Introduction to glibc's dynamic linker
Contents
The dynamic linker's name
On most architectures, including i386, the dynamic linker has the filename /lib/ld-linux.so.2.
On x86-64, the dynamic linker lives under /lib/ld-linux-x86-64.so.2. Having a different filename from i386 is part of multilib support: it allows 32-bit and 64-bit libraries to coexist in the same filesystem. The pathname of the dynamic linker is embedded into executables (more on this below) and it is one of the few hard-coded pathnames in the core of Unix that cannot be overridden by setting an environment variable.
The dynamic linker is often referred to as "ld.so", because that was its name on earlier systems.
How the linker + executable get loaded
There are two ways of invoking the dynamic linker (ld.so). If you exec an executable, the kernel will load both the executable and ld.so. It is also possible to exec ld.so directly, in which case the ld.so will load the executable.
Kernel loads the executable
$ /bin/echo hello hello
When you run a dynamically linked executable on Linux, such as /bin/echo, the following happens:
The kernel opens /bin/echo. It recognises the file as an ELF executable from its header, and proceeds to look at a part of the ELF file called the ELF Program Header. You can display this header with objdump -p /bin/echo or readelf -l /bin/echo. (These overlapping tools dump similar information but in different formats.)
$ readelf -l /bin/echo
...
Program Headers:
Type Offset VirtAddr PhysAddr FileSiz MemSiz Flg Align
PHDR 0x000034 0x08048034 0x08048034 0x000e0 0x000e0 R E 0x4
INTERP 0x000114 0x08048114 0x08048114 0x00013 0x00013 R 0x1
[Requesting program interpreter: /lib/ld-linux.so.2]

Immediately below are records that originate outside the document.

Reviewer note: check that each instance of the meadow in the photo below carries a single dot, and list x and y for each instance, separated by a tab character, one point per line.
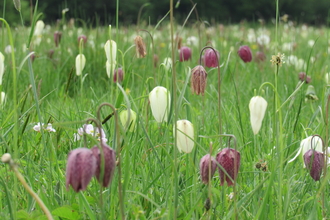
154	179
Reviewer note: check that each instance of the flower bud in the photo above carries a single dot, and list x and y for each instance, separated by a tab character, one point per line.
229	159
80	63
245	54
2	66
128	121
185	136
302	77
198	80
109	163
211	59
207	167
140	47
185	54
57	38
314	161
160	101
257	108
118	74
80	168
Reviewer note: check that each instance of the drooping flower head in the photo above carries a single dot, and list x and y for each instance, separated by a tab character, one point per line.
80	169
229	159
257	106
125	116
198	80
314	162
80	63
2	66
118	75
185	54
207	167
185	136
109	163
245	53
306	144
140	47
160	101
211	59
57	38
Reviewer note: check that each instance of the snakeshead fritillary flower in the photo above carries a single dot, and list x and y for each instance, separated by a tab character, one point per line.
80	168
257	108
160	101
307	144
185	54
314	161
109	163
207	168
80	63
211	59
245	53
2	66
230	160
124	119
110	49
185	135
198	80
140	47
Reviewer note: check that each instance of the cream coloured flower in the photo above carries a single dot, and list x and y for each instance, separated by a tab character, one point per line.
257	108
307	144
160	100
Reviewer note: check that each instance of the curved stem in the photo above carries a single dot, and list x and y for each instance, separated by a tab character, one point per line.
118	148
219	86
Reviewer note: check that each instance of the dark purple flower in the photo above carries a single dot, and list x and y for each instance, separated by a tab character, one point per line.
185	54
80	168
260	57
83	38
211	59
118	74
245	54
207	167
229	159
314	162
57	38
303	77
198	80
109	163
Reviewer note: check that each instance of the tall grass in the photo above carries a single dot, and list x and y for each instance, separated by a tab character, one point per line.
158	182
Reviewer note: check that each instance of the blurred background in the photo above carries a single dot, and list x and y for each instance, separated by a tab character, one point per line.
103	12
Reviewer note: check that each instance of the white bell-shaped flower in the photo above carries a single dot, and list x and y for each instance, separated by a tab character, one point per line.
308	144
80	63
160	100
110	48
2	66
257	108
185	136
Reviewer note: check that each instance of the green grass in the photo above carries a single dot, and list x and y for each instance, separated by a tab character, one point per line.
149	159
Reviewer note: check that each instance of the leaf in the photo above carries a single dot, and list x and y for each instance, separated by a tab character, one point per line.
17	4
66	212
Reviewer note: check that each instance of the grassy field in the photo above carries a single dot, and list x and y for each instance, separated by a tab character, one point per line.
153	179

LOAD 0x000000 0x08048000 0x08048000 0x059b0 0x059b0 R E 0x1000
LOAD 0x0059b0 0x0804e9b0 0x0804e9b0 0x001a4 0x00334 RW 0x1000
DYNAMIC 0x0059c4 0x0804e9c4 0x0804e9c4 0x000d0 0x000d0 RW 0x4
NOTE 0x000128 0x08048128 0x08048128 0x00020 0x00020 R 0x4
GNU_STACK 0x000000 0x00000000 0x00000000 0x00000 0x00000 RW 0x4
...
The Program Header (also known as "PHDR") is an array of entries. The kernel looks at only two types of entry, LOAD and INTERP (in elf.h, these are named PT_LOAD and PT_INTERP).
The LOAD entries specify segments of the file to map into memory. In normal ELF objects, there are two segments: the text segment (containing code and read-only data) and the data segment (for writable data). The kernel's ELF loader will map these into the process's address space. Some ELF objects specify fixed load addresses (0x08048000 for executables on i386 Linux), while others allow the ELF loader to choose a load address.
The INTERP entry is specific to executables. It specifies the filename of another ELF object, which for normal executables is the dynamic linker. The kernel opens this file and maps its LOAD entries into memory in the same way as for the executable. Then it hands control to the process by jumping to the dynamic linker's entry point address. (You can find the entry point with objdump -f or readelf -h.) Statically-linked executables don't have an INTERP entry; for these, the kernel will jump to the executable's entry point address.
The kernel's ELF loading behaviour is fairly simple. It is all standardised in the ELF ABI standard.
Once ld.so gets control, it recursively loads all the libraries that the executable depends on, and then passes control to the executable.
Running ld.so directly
$ /lib/ld-linux.so.2 /bin/echo hello hello
It is possible to invoke the dynamic linker directly. If you run it without any arguments, it will print a help message which is pretty self-explanatory:
$ /lib/ld-linux.so.2
Usage: ld.so [OPTION]... EXECUTABLE-FILE [ARGS-FOR-PROGRAM...]
You have invoked `ld.so', the helper program for shared library executables.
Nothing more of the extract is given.